Quando um realizador de um filme que já teve meio milhão de espectadores aplica esse número como um argumento para denegrir o pensamento de “quatro ou cinco pessoas” (sic) que formularam juízos de valor negativos sobre o seu trabalho, o que se procura é apenas desvalorizar o acto de pensar. Na prática, o sistema mental de Leonel Vieira confere legitimidade a mim e a Jorge Leitão Ramos (somos os dois citados na pergunta que lhe foi colocada) para aplicar o mesmo modelo de silogismo. Poderia, por exemplo, referir os leitores que me vieram dizer: “Gostei muito do que escreveu — que péssimo filme!” Será que é esse tipo de chicana que ele tenta protagonizar e, sobretudo, generalizar?
Considerando eu que O Pátio das Cantigas é um descendente directo da banalidade de linguagens que, desde 1977, tem sido imposta à maioria dos cidadãos/espectadores através do domínio narrativo e financeiro das telenovelas, seria também importante esclarecer se 2 ou 3 milhões de espectadores medidos em cada noite são suficientes para relegar o meu pensamento para o reino da estupidez.
Como alguns outros cineastas portugueses, a Leonel Vieira não basta a boa performance comercial do seu trabalho. Aparentemente, só ficaria satisfeito se todos os que se exprimem no domínio público se regessem pela mesma atitude difamatória. Ninguém lhe perguntou, por exemplo, se a promoção de O Pátio das Cantigas através de vouchers familiares adquiridos nos CTT é uma proposta para resolver os complexos problemas de produção do cinema português. Como ninguém especulou sobre a justeza narrativa da monumental proliferação de garrafas de cerveja Sagres nas imagens do filme. Seria interessante, ou pertinente, afunilar as ideias nesse sentido?
Pessoas como Leonel Vieira parecem querer sugerir que a vitalidade social (do cinema ou de qualquer outra actividade criativa) resulta de fenómenos de absoluta homogeneidade de postura e pensamento. É uma pobre utopia, tipicamente televisiva. Eu vivo bem com o facto de O Pátio das Cantigas render nas bilheteiras — aliás, há décadas que digo e escrevo que a reconstrução de uma massa regular de espectadores nas salas deve ser uma prioridade do mercado.

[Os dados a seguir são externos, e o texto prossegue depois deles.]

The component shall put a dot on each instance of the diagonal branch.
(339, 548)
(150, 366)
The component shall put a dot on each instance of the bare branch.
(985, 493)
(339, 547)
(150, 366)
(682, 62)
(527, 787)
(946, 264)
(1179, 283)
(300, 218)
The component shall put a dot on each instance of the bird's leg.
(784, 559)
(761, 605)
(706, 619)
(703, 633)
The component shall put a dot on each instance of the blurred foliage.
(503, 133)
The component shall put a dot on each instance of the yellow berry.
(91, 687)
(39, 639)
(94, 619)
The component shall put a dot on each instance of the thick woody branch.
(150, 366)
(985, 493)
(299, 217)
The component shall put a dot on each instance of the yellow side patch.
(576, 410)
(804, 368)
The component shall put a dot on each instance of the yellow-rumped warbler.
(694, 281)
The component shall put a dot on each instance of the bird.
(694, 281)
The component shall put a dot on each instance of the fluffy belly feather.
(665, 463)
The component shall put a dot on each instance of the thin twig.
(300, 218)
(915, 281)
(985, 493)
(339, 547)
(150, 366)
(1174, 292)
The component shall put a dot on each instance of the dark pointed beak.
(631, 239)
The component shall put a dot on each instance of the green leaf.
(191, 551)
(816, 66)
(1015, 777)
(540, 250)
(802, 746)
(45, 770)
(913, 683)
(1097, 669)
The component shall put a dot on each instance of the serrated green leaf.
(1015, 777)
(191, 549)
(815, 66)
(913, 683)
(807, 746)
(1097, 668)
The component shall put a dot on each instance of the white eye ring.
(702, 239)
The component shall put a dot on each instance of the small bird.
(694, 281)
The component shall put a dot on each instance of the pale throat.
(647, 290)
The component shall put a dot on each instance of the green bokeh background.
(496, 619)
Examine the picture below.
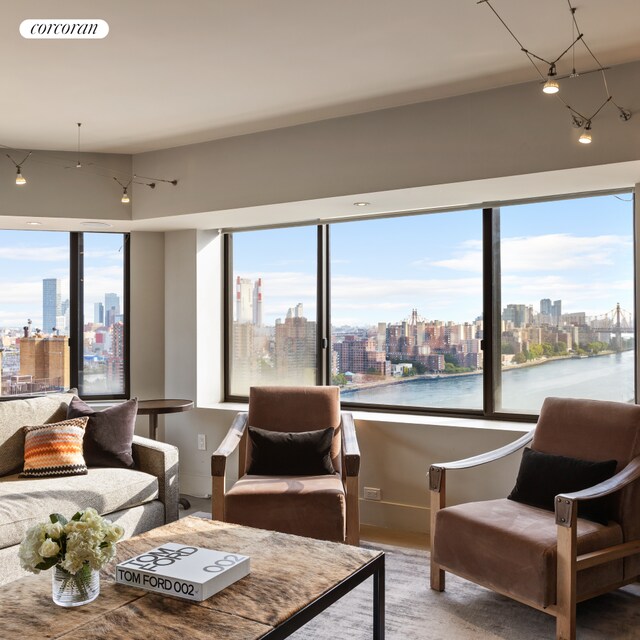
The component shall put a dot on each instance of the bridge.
(617, 321)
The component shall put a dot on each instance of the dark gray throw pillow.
(109, 433)
(276, 453)
(542, 476)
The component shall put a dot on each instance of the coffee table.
(292, 580)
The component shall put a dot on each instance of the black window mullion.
(126, 294)
(323, 368)
(76, 304)
(491, 337)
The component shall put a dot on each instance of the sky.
(27, 257)
(579, 251)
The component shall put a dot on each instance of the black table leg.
(378, 602)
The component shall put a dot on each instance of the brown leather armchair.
(549, 561)
(317, 506)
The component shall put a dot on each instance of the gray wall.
(503, 132)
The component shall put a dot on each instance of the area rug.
(464, 611)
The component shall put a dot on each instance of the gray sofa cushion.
(27, 501)
(14, 414)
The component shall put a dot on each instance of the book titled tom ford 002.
(182, 571)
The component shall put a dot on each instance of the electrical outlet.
(371, 493)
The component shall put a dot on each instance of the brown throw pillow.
(107, 442)
(54, 449)
(304, 453)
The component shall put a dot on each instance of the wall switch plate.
(371, 493)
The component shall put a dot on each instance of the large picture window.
(272, 318)
(406, 310)
(470, 312)
(63, 316)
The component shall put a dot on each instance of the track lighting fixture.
(91, 168)
(551, 86)
(20, 179)
(125, 199)
(585, 136)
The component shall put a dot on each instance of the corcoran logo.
(64, 29)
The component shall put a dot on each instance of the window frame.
(76, 319)
(491, 298)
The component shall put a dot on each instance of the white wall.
(147, 343)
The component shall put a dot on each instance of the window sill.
(405, 418)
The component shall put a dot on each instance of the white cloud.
(35, 254)
(550, 252)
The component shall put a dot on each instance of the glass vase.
(69, 590)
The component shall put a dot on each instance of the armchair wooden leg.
(353, 511)
(566, 587)
(437, 500)
(217, 497)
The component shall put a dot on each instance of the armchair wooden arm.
(219, 464)
(351, 470)
(569, 562)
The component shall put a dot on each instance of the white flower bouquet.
(76, 548)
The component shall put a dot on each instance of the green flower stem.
(81, 580)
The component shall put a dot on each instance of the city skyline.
(580, 251)
(29, 257)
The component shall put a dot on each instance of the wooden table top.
(287, 573)
(165, 405)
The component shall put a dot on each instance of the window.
(48, 337)
(474, 312)
(567, 294)
(104, 326)
(272, 316)
(406, 310)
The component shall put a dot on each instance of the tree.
(339, 379)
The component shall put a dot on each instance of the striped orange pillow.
(54, 449)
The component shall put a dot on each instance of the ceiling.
(173, 73)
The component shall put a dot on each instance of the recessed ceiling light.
(95, 224)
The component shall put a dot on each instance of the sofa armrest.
(161, 460)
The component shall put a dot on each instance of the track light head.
(585, 136)
(624, 114)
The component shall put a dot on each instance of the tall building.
(111, 308)
(295, 348)
(244, 298)
(257, 303)
(51, 304)
(115, 359)
(556, 312)
(45, 361)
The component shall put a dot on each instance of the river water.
(609, 377)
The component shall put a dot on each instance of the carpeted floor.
(464, 611)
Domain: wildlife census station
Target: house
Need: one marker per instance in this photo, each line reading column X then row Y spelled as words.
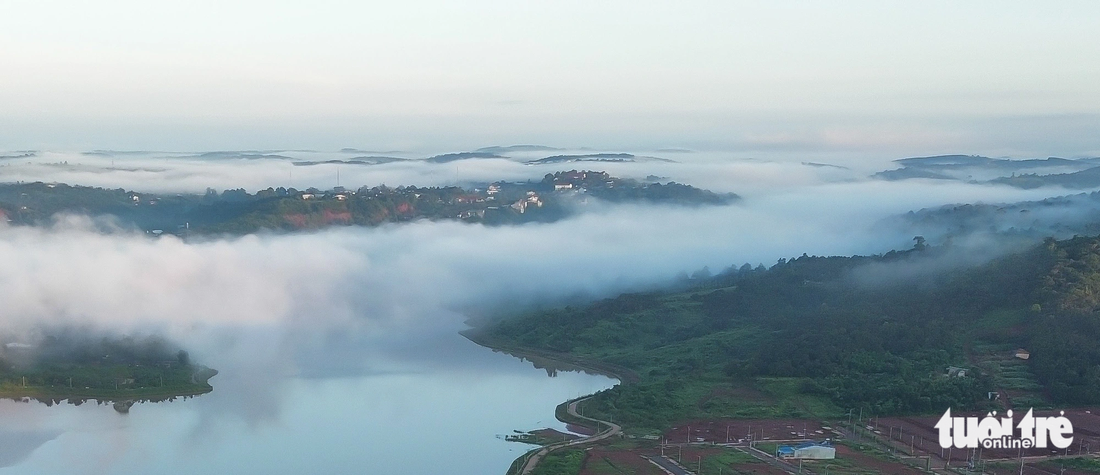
column 807, row 450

Mas não escrevo na qualidade de técnico de contas. De acordo com o discurso de Leonel Vieira, um dia destes alguém vai querer obrigar-me a dizer que O Mundo a Seus Pés (1941), de Orson Welles, é um mau filme porque foi um apoteótico falhanço comercial. Desculpem, mas isso não... O que não me impede de defender o direito de Leonel Vieira fazer e refazer O Pátio das Cantigas como muito bem entender.